Le personnel en CHSLD (peine) à suffire à la tâche. Cette situation découle entre autres d’absentéisme, de roulement de personnel ainsi que d’un ratio personnel-résidents qui ne tient pas compte, dans certains cas, des besoins plus lourds d’une partie de la clientèle hébergée. (…) C’est ainsi que des équipes de soins doivent fréquemment composer avec

des quarts de travail à effectifs incomplets. (…) Dans ce contexte de pénurie de personnel, les personnes qui ne reçoivent pas les soins et les services dont elles ont besoin subissent un préjudice. Le Protecteur du citoyen considère qu’un tel état de situation s’apparente à de la maltraitance. (Protecteur du citoyen 2018 : 69-70)

De même, la consultation des nombreux rapports de visites ministérielles en CHSLD13 permet de constater des variations importantes dans le niveau d’application de l’approche « milieu de vie » dans les centres québécois. Bien que les orientations ministérielles datent d’une quinzaine d’années, force est de constater que leur intégration et leur application dans le quotidien rencontrent encore aujourd’hui des obstacles importants.

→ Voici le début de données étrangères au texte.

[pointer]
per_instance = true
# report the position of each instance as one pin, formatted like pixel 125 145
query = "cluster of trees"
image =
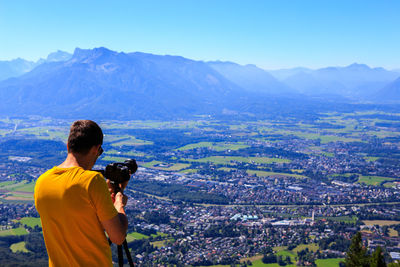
pixel 270 257
pixel 178 192
pixel 357 255
pixel 33 242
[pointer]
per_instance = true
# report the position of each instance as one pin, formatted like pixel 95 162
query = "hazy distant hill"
pixel 251 78
pixel 100 83
pixel 15 68
pixel 356 81
pixel 107 84
pixel 18 67
pixel 389 94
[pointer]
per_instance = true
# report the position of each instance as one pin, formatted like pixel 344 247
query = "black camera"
pixel 120 172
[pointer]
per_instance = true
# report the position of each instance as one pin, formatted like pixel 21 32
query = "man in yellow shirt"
pixel 75 205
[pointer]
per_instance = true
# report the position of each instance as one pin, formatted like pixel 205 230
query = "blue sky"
pixel 271 34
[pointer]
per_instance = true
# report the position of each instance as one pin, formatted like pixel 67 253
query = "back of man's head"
pixel 83 135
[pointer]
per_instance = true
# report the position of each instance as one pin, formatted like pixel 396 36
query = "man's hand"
pixel 120 201
pixel 111 188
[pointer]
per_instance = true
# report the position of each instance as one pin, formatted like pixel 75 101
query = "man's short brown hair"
pixel 83 135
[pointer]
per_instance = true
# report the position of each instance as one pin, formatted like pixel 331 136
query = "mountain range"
pixel 101 83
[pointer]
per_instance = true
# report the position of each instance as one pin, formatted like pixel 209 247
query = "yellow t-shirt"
pixel 71 203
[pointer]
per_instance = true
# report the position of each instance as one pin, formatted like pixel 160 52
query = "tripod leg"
pixel 128 254
pixel 120 256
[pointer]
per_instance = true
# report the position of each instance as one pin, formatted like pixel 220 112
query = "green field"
pixel 134 236
pixel 267 174
pixel 346 219
pixel 214 146
pixel 31 221
pixel 18 247
pixel 126 140
pixel 22 186
pixel 374 180
pixel 227 160
pixel 334 262
pixel 15 231
pixel 6 183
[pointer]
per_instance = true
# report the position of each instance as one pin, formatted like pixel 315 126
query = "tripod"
pixel 120 254
pixel 125 244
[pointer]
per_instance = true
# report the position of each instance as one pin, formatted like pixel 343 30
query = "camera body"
pixel 120 172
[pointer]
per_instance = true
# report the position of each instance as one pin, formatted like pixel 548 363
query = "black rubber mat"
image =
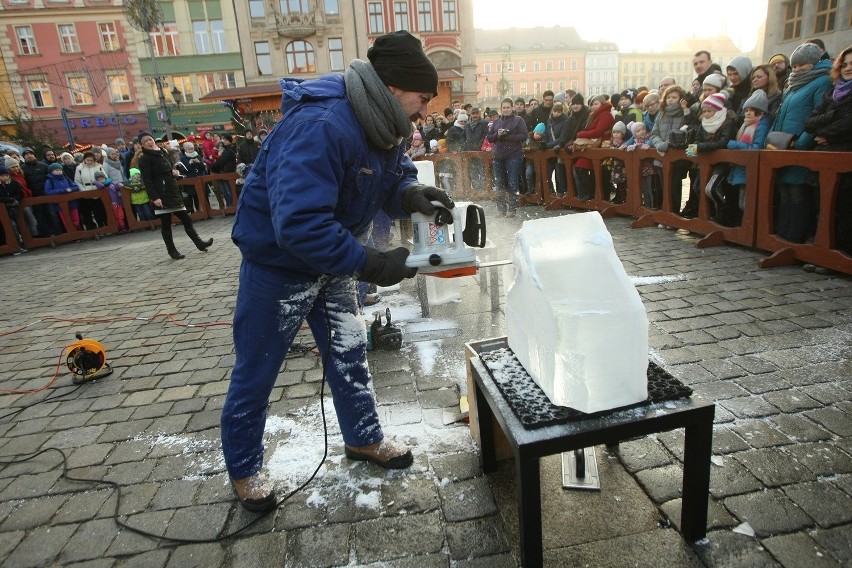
pixel 532 407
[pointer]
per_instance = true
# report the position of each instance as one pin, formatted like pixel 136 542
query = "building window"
pixel 400 15
pixel 206 83
pixel 424 15
pixel 40 93
pixel 792 19
pixel 166 40
pixel 256 9
pixel 377 24
pixel 109 37
pixel 26 40
pixel 226 81
pixel 202 38
pixel 68 38
pixel 295 7
pixel 450 24
pixel 119 88
pixel 335 54
pixel 825 15
pixel 300 57
pixel 81 94
pixel 263 57
pixel 217 32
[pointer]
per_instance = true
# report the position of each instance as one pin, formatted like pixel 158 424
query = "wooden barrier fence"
pixel 468 176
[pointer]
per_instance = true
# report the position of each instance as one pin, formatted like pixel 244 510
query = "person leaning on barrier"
pixel 805 87
pixel 831 126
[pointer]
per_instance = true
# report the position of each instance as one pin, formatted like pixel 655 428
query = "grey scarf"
pixel 380 114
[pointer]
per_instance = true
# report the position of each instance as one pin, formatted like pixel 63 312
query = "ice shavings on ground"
pixel 295 447
pixel 206 455
pixel 647 280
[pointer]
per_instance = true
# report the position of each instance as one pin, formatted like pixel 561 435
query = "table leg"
pixel 529 511
pixel 698 445
pixel 485 419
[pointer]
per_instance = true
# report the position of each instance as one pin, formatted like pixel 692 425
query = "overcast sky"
pixel 643 25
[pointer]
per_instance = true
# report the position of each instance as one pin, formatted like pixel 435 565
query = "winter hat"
pixel 399 60
pixel 716 101
pixel 715 80
pixel 743 66
pixel 778 57
pixel 634 126
pixel 757 101
pixel 806 53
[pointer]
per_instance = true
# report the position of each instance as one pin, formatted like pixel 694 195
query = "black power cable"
pixel 116 513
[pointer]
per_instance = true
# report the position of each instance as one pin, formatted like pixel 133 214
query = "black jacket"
pixel 156 169
pixel 833 121
pixel 36 174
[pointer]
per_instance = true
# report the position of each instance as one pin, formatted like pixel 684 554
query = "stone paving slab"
pixel 769 346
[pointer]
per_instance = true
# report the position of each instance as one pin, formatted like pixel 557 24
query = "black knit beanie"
pixel 399 61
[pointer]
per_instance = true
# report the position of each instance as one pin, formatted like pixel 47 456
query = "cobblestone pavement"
pixel 771 347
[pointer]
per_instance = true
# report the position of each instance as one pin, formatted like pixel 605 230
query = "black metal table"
pixel 528 445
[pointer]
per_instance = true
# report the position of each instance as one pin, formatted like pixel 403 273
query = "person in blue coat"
pixel 804 91
pixel 331 163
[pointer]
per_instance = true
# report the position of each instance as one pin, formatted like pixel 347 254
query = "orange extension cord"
pixel 164 315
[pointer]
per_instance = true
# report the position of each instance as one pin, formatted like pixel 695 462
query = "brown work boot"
pixel 388 454
pixel 255 493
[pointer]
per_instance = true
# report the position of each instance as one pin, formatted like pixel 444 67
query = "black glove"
pixel 386 268
pixel 419 198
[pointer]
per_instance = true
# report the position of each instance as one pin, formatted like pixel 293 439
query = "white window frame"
pixel 119 86
pixel 336 60
pixel 68 39
pixel 26 40
pixel 218 36
pixel 424 16
pixel 263 58
pixel 108 35
pixel 40 87
pixel 201 37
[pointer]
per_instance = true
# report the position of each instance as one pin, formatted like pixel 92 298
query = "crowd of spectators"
pixel 114 168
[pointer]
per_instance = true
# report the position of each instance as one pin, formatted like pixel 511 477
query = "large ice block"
pixel 575 320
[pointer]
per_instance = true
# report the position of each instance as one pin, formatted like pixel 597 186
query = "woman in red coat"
pixel 600 126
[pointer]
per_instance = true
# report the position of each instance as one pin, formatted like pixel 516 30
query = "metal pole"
pixel 68 133
pixel 160 92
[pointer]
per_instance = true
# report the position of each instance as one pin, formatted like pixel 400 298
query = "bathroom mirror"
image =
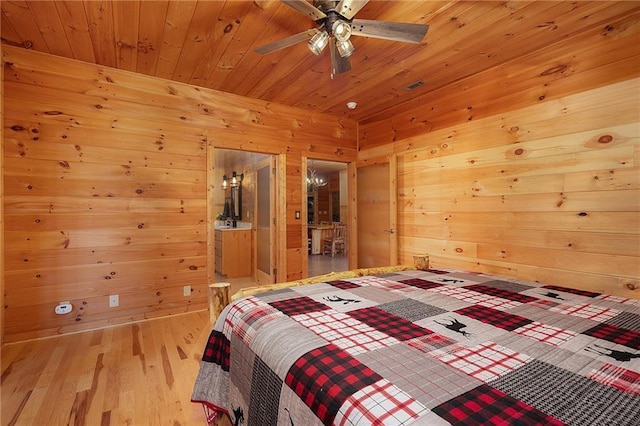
pixel 236 202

Ce regard rétrospectif sur l’évolution du réseau de la santé et des services sociaux québécois permet finalement de saisir que la présente recherche doctorale s’intéresse aux CHSLD à une époque de grands bouleversements. Au moment d’amorcer l’étude, la très récente « réforme Barrette », dernière d’une longue série de réformes déstabilisantes, se traduisait encore par une grande incertitude au sein des CHSLD (transformation de l’organigramme de gestion, modification des tâches et responsabilités, coupures ou fusionnement de postes, uniformisation des politiques internes, harmonisation et mise à jour des procédures et pratiques cliniques, etc.). Ce portrait est préoccupant, d’autant plus que ces milieux accueillent des personnes en très lourde perte d’autonomie. Parmi celles-ci, les personnes atteintes de TNC majeurs au stade avancé apparaissent tout particulièrement vulnérables, se situant au croisement de plusieurs axes de fragilisation.